His simulacrum smiled up at him. “Ah, dear twin of mine. I took the liberty of copying myself, just to be on the safe side. However, this stipulation of appearing exclusively in this seated configuration is rather awkward—”

Sin-Dour cleared her throat and said, “It just materialized in the command chair, sir. While I was occupying it.”

Hadrian blinked at her. “Shouldn’t that be more difficult to contemplate? Never mind. Computer, shut this thing down and wrap it up tight and then erase it with extreme rancor. Then scour your systems and make sure it hasn’t dropped off any more packets.”

“Oh that’s not fair—”

But the doppelgänger got no further, as it vanished.

Jimmy Eden spoke from comms. “Captain, the admiral requests—”

“He’s always requesting something.

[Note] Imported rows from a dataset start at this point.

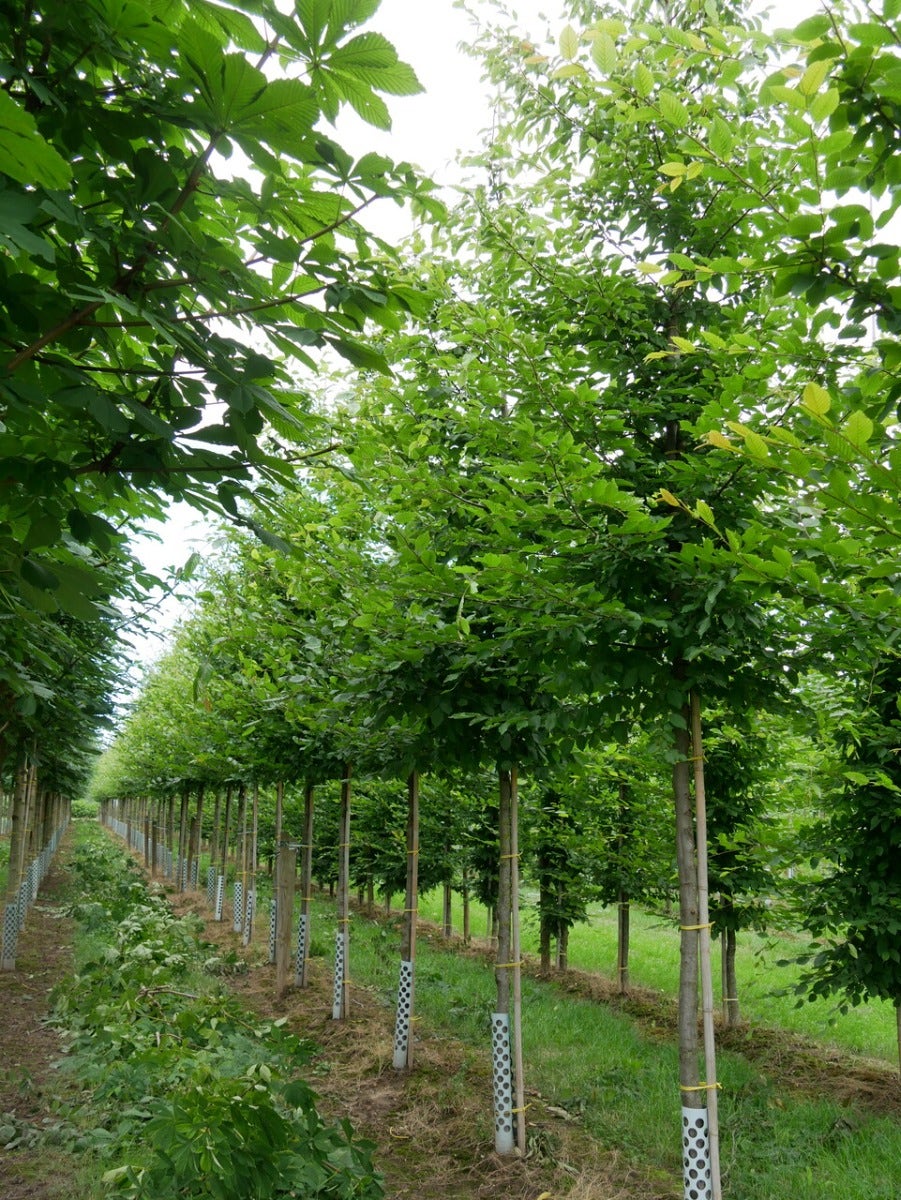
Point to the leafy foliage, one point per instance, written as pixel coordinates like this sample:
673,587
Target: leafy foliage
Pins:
211,1095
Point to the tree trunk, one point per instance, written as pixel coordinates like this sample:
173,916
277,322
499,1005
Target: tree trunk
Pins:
689,1075
193,850
707,983
500,1019
342,943
278,810
406,989
182,841
306,889
545,934
623,910
516,958
286,875
732,1008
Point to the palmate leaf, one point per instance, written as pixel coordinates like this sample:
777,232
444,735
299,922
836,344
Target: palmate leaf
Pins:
371,59
24,155
281,117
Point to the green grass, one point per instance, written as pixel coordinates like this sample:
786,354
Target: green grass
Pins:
654,963
620,1080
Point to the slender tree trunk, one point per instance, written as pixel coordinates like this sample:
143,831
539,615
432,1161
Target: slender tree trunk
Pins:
500,1019
278,810
182,839
563,947
689,1075
17,834
215,828
306,888
623,909
730,979
516,958
286,875
250,898
707,983
406,990
448,911
226,829
545,933
193,850
342,948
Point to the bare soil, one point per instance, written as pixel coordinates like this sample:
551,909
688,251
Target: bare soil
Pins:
433,1125
28,1048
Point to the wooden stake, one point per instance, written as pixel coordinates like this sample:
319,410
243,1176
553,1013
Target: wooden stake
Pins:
403,1035
284,877
516,957
340,1011
707,982
306,880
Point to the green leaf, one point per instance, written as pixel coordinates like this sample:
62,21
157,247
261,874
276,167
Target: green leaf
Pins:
816,400
569,43
673,109
720,138
858,429
643,81
24,155
814,77
604,52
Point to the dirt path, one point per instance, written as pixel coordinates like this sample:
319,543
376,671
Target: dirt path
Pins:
433,1126
28,1048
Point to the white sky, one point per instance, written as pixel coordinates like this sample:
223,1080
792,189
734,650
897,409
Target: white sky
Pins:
428,130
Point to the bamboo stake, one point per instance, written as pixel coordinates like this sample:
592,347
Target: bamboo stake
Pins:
278,808
500,1019
250,899
516,957
286,874
707,983
306,886
406,990
342,959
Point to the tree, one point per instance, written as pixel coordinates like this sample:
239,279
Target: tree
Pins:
156,295
856,907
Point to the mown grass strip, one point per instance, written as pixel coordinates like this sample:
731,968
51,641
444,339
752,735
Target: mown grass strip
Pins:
619,1079
764,987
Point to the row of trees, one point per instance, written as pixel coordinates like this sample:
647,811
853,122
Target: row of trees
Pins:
640,455
170,192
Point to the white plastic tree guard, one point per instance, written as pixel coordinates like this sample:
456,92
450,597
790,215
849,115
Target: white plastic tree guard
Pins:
404,1009
238,906
696,1155
503,1081
337,1006
301,949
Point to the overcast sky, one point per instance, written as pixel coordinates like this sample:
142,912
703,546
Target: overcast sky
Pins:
428,130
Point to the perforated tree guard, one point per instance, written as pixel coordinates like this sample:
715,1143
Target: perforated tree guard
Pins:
404,1007
695,1155
24,899
337,1005
250,912
11,936
272,925
301,949
503,1080
238,906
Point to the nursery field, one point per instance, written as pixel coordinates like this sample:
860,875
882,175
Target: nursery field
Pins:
173,1014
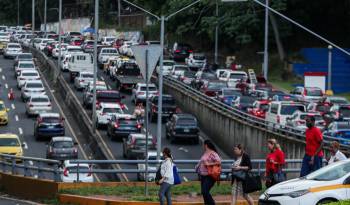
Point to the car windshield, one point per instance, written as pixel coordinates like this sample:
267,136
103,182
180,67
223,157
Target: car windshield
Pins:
26,65
330,172
317,117
34,85
30,74
187,122
87,75
14,46
51,119
345,111
9,142
290,109
236,76
40,99
314,92
149,88
113,110
63,144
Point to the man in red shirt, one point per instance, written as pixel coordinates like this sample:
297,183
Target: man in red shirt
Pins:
313,157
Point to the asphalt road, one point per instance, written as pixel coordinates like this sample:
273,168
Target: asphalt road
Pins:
181,150
19,123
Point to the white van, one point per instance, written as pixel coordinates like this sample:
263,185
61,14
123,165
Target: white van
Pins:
79,62
279,111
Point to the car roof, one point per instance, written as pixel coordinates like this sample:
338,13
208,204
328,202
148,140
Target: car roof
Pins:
49,114
56,139
9,135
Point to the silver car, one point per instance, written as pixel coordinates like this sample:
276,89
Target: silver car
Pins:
82,80
38,104
30,88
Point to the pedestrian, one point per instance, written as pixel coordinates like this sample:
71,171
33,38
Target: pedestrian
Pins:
336,154
240,167
209,158
313,157
275,160
167,178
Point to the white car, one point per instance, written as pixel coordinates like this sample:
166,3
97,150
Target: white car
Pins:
178,70
105,111
12,50
30,88
68,176
27,75
167,67
139,92
24,65
82,79
196,60
37,104
328,184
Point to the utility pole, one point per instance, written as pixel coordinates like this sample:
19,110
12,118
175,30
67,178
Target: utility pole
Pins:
45,16
216,33
266,41
33,16
95,68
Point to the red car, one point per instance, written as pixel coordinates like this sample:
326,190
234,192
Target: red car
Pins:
260,108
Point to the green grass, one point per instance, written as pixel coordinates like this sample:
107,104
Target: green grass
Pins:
137,192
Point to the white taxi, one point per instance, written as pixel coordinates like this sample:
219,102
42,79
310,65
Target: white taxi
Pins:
328,184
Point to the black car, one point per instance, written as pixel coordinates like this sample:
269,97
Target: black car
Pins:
48,125
182,126
169,107
62,148
122,126
181,51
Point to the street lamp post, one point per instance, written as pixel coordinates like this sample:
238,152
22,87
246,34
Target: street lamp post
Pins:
329,87
162,20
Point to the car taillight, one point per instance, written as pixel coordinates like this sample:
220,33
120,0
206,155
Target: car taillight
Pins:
65,172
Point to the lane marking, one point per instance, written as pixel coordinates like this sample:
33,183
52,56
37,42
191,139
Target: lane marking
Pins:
69,126
185,179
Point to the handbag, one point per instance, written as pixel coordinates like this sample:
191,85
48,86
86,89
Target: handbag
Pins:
177,179
238,175
251,183
214,171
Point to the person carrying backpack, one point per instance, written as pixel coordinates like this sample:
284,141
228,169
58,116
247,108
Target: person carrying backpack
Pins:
208,169
167,177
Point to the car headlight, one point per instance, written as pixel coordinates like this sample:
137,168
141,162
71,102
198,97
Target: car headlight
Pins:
296,194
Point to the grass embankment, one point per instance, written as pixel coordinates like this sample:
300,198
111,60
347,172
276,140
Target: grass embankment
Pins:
136,193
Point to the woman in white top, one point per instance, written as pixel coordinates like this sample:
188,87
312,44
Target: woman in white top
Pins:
167,180
336,155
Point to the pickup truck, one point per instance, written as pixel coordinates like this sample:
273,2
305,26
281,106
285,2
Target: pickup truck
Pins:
79,62
127,76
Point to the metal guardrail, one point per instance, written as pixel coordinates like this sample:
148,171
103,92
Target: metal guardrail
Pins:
250,120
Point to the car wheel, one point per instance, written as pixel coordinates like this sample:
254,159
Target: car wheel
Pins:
326,201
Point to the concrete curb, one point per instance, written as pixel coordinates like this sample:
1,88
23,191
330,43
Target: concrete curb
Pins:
83,200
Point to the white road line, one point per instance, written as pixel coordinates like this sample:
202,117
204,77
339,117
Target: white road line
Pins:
69,126
185,179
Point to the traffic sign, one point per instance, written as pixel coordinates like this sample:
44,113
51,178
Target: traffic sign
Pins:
154,52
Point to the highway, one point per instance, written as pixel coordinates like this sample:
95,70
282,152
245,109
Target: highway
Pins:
19,123
181,150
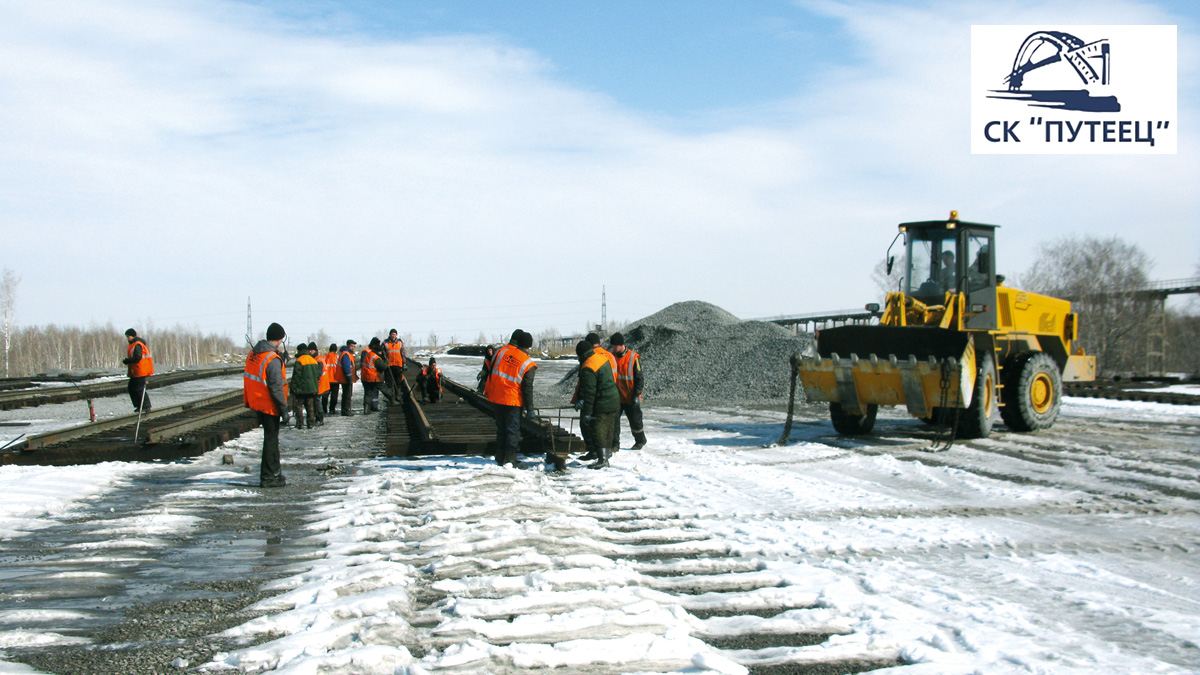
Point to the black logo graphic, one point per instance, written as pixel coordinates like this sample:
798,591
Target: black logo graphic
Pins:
1048,47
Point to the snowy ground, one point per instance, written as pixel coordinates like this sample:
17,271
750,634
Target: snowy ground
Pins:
1072,550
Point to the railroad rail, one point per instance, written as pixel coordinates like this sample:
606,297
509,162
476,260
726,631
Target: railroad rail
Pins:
462,423
178,431
1128,392
30,398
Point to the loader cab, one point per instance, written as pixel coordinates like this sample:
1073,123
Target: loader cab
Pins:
951,256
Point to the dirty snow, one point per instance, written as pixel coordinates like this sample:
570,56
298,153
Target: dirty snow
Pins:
1072,550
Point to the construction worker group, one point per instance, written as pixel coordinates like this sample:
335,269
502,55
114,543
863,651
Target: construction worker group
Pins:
610,386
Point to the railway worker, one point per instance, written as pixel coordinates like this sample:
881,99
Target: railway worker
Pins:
599,401
322,383
345,374
947,275
305,383
629,383
431,381
594,340
265,392
486,369
395,347
372,363
510,387
329,400
139,365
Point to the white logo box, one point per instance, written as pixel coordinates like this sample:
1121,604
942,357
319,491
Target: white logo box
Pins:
1073,89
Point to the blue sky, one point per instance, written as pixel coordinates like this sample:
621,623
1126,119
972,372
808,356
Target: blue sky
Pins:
161,161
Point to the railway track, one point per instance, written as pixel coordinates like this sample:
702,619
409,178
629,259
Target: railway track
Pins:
462,424
23,398
178,431
1128,392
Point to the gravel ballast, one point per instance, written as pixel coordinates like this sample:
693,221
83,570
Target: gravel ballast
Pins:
697,353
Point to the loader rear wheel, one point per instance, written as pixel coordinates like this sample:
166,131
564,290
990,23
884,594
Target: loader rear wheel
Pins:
1033,393
849,424
976,422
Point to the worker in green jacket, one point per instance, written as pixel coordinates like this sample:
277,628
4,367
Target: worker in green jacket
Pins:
599,401
304,384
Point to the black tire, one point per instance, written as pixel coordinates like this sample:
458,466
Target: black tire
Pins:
939,417
1032,393
976,422
852,424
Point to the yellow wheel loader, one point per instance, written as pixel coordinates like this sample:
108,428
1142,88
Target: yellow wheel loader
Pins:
954,345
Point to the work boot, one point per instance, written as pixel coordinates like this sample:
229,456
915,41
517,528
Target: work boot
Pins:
603,463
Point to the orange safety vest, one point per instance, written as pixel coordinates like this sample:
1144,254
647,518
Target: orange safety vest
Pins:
627,365
339,376
370,372
329,360
509,366
144,368
395,352
323,381
612,359
253,382
432,374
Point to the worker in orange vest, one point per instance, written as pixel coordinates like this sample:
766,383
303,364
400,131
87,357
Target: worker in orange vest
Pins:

Set up some static on the lines, will you?”

“Sir?”

“You heard me.” Hadrian sat in his chair and fixed his attention on the huge screen. He leapt to his feet. “A strange planet! Why wasn’t I informed?”

“Sir,” said Sin-Dour, “that is Neptune.”

“We’re still in-system? Who’s manning the oars on this tub?” He glanced over at the engineering station, saw no one there, and hit internal comms. “Engineering. Buck, you there yet?”

“Yes, sir,”
came the tinny reply.

“Fire up the T drive. Once past this planet here we’re bugging out, understood?”

“Sir!”

Hadrian leaned back. “That’s better. Buck takes orders, no questions asked. Pay attention to Buck DeFrank, everyone. He’s showing you how it’s done. Now, let’s do a deep scan of Neptune, in the manner of a dry run.”

The adjutant, who had been positioned near the science station, now spoke. “Captain!”

“What is it, Tighe?”

“The Purelganni have seeded Neptune, sir, as a gift to the Terran system. There are now amorphous semigaseous life-forms in the upper atmosphere. Primitive and benign, to be sure, but a deep scan would ignite those beings that are in range.”